- Classification: Independent Catholicism
- Scripture: Christian Bible
- Theology: Nicene Trinitarianism, Devotion to Santa Muerte
- Archbishop: David Romo Guillén
- Region: Mexico and United States
- Origin: 2003 Mexico
- Separated from: Roman Catholic Church
- Defunct: 2012
- Official website: http://unico​santuario​nacional​de​la​santa​muerte​.com

= Traditionalist Mexican-American Catholic Church =

Defunct independent Catholic church

The Traditionalist Mexican-American Catholic Church (Iglesia Católica Tradicionalista Mexicana-Estadounidense) was an independent Catholic church active in Mexico and the United States. They broke away from the Roman Catholic Church over their veneration of the Mexican folk saint and female deity Santa Muerte. They were primarily active in the border regions of the United States and Mexico and have a particular presence among Mexican immigrants in the United States. It was founded by David Romo Guillén, who served as its archbishop and primate. However, in 2012 he was sentenced to 66 years in prison for kidnapping and extortion.

==Beliefs and organization==
The Traditionalist Mexican-American Catholic Church followed both the Nicene Creed and the Athanasian Creed, maintained the seven sacraments, an all-male priesthood, is open to homosexuals among the faithful and, generally speaking, was socially conservative regarding abortion but did not practice clerical celibacy, allowed the use of contraceptives and did not require chastity before marriage. They also maintained their veneration of the Mexican folk saint and female deity Santa Muerte, which the Roman Catholic Church has condemned to be blasphemous and Satanic. They rejected the Catholic doctrines of papal infallibility, the Immaculate Conception, and the Assumption of the Virgin Mary.

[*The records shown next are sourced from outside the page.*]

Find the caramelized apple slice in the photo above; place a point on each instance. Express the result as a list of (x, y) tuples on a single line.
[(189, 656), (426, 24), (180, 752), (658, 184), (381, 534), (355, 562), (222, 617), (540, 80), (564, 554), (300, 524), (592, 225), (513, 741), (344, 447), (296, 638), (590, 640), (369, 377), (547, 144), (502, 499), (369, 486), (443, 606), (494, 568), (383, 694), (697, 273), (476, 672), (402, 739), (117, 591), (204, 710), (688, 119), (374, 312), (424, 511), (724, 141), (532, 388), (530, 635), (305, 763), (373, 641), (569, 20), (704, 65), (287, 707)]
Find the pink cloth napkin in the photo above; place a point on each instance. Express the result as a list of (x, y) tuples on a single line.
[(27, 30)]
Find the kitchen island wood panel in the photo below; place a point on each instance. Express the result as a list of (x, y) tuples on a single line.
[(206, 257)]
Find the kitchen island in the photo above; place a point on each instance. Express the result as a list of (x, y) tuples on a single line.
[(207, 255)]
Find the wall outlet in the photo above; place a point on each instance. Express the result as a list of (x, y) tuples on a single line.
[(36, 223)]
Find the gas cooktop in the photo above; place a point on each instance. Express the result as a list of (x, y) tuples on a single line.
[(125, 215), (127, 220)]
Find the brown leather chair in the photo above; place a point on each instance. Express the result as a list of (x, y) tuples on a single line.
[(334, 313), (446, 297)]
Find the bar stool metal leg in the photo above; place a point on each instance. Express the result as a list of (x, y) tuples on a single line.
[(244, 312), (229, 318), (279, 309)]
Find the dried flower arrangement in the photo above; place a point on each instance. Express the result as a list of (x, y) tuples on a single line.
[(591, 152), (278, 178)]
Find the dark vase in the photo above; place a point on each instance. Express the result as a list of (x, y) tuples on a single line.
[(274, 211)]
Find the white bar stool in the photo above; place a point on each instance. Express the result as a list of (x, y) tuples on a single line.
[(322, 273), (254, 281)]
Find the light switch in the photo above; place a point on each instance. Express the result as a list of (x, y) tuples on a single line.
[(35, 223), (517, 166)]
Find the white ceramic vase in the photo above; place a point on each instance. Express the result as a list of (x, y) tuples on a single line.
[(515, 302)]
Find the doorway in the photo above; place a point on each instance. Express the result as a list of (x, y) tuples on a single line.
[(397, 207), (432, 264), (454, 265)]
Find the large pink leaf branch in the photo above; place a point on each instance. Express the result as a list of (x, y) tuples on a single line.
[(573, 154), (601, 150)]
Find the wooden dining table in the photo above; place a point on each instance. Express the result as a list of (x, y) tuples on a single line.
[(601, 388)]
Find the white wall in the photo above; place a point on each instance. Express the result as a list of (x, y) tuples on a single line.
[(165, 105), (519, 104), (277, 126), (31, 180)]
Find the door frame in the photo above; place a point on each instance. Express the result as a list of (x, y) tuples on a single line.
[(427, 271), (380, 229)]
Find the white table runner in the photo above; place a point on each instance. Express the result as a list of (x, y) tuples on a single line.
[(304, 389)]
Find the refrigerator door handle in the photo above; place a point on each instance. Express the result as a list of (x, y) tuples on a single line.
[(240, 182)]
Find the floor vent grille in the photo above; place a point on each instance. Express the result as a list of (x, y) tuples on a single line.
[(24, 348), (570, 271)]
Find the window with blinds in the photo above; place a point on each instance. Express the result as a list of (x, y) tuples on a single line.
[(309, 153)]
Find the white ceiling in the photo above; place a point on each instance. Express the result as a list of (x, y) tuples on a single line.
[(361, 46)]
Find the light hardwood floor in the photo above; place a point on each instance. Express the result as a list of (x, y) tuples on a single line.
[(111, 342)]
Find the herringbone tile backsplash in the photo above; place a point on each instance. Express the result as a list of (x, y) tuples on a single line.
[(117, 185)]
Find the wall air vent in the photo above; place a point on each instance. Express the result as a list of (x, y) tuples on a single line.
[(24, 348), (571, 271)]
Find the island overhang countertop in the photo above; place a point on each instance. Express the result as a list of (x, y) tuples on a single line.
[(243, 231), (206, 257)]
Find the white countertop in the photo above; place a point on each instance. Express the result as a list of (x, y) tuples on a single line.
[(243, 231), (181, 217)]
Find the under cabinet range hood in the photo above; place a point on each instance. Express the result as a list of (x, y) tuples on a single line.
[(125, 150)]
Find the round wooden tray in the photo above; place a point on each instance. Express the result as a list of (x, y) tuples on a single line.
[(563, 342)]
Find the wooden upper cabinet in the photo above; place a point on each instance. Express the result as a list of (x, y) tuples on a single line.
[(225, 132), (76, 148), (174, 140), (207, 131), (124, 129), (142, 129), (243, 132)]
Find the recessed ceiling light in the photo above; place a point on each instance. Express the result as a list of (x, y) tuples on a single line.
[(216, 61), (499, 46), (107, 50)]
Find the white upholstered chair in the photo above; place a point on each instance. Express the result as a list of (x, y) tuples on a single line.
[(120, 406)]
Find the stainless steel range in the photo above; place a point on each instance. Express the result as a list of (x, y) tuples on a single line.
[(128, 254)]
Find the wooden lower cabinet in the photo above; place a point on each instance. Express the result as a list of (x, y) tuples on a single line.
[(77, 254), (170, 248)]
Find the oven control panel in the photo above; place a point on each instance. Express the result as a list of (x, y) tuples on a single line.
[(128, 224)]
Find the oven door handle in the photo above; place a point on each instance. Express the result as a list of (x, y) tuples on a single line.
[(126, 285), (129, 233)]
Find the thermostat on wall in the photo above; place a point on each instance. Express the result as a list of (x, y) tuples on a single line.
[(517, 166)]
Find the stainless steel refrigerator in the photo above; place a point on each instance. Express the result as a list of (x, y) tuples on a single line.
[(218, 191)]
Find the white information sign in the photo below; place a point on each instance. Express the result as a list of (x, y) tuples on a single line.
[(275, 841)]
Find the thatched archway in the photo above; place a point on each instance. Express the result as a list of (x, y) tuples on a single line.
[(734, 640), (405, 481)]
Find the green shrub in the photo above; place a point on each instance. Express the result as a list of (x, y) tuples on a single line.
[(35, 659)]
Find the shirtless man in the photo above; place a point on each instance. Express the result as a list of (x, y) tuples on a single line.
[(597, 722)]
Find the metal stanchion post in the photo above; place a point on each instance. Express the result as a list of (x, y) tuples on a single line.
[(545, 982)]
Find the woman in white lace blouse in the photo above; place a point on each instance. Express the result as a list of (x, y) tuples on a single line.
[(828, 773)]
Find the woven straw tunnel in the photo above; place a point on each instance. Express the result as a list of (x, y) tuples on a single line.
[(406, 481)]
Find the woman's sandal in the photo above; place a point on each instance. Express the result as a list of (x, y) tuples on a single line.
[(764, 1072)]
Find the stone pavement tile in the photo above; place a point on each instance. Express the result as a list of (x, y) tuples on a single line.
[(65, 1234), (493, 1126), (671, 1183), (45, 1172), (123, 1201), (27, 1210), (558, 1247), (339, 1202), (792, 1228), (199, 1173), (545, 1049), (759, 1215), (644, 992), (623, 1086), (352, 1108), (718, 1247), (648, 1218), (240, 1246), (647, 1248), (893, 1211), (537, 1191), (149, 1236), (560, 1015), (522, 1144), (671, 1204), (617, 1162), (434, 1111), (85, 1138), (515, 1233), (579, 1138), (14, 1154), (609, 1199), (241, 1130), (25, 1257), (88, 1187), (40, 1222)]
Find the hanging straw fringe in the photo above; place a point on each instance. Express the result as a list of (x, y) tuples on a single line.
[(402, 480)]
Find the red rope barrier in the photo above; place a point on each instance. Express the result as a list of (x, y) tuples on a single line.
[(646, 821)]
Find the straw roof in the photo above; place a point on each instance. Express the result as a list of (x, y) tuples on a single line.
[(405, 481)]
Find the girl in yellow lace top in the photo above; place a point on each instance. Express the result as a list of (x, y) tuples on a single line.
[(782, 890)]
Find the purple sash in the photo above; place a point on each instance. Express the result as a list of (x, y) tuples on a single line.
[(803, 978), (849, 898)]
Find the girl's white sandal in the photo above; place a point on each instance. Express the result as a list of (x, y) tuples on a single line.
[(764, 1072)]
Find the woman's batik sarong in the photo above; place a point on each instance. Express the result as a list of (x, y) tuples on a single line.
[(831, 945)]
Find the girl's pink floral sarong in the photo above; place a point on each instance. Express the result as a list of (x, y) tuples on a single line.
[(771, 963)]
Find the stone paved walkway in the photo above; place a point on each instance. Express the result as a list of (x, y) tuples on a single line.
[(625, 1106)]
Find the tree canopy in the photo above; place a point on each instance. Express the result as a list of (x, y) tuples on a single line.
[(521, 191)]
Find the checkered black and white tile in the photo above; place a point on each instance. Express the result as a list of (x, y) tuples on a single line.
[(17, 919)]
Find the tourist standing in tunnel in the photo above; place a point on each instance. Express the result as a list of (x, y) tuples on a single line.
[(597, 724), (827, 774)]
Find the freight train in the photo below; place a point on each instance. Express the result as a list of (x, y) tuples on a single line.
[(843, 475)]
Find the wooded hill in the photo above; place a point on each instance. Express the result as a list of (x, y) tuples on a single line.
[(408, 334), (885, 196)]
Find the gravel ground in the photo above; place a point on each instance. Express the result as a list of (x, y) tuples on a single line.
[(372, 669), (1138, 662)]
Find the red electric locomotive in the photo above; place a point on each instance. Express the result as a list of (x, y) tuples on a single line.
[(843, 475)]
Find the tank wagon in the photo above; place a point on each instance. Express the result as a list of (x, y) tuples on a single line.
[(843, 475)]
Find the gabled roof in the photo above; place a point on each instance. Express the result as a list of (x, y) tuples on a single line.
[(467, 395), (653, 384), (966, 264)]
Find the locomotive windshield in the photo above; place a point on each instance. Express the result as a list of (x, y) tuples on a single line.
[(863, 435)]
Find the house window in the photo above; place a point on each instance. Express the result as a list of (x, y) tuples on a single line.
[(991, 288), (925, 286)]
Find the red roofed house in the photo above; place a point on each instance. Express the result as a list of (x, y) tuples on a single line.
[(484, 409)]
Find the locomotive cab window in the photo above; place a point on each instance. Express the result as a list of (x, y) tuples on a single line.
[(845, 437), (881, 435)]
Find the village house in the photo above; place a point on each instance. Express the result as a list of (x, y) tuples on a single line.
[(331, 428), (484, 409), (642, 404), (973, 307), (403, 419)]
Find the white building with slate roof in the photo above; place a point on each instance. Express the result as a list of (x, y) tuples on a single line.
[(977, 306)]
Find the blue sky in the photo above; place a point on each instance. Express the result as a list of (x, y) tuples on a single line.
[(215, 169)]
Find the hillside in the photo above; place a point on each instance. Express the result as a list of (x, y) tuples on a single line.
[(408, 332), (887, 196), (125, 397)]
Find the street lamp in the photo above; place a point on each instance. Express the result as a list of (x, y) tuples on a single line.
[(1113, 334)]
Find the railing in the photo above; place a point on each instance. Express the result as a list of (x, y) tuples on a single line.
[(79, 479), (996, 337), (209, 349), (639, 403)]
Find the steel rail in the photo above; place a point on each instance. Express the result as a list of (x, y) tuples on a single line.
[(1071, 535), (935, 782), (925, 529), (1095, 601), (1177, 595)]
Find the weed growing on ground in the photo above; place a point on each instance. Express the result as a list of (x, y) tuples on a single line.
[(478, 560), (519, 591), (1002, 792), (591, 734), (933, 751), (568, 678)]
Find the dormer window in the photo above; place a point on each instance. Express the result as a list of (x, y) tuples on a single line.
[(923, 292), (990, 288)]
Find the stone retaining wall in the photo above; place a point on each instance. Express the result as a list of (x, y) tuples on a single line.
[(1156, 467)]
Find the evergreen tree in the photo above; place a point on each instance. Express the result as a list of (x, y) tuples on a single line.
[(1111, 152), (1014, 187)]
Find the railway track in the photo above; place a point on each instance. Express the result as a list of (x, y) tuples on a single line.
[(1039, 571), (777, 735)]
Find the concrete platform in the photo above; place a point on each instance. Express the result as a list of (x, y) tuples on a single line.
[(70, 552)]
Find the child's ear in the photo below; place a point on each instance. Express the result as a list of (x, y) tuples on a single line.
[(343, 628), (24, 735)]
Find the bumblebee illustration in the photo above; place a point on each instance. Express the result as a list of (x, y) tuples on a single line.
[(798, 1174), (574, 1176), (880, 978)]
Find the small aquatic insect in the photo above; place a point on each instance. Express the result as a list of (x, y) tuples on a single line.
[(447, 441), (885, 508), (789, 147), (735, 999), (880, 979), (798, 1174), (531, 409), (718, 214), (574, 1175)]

Church services were conducted every Sunday and attendees often invoked the name of Santa Muerte to intercede before God, rather than other saints, and left offerings to Santa Muerte. The church followed the Catholic practices of baptism, holy communion, confirmations, weddings, exorcisms, and the praying of rosaries.

==Status in Mexico==
Due to the connection between Santa Muerte and drug trafficking in Mexico, the Mexican federal government ruled that the Traditionalist Mexican-American Catholic Church did not have the qualifications for a religion and removed the Church from the list of officially recognized religions. Protests arose in 2006 among church members, although the Church can legally worship without recognition from the government.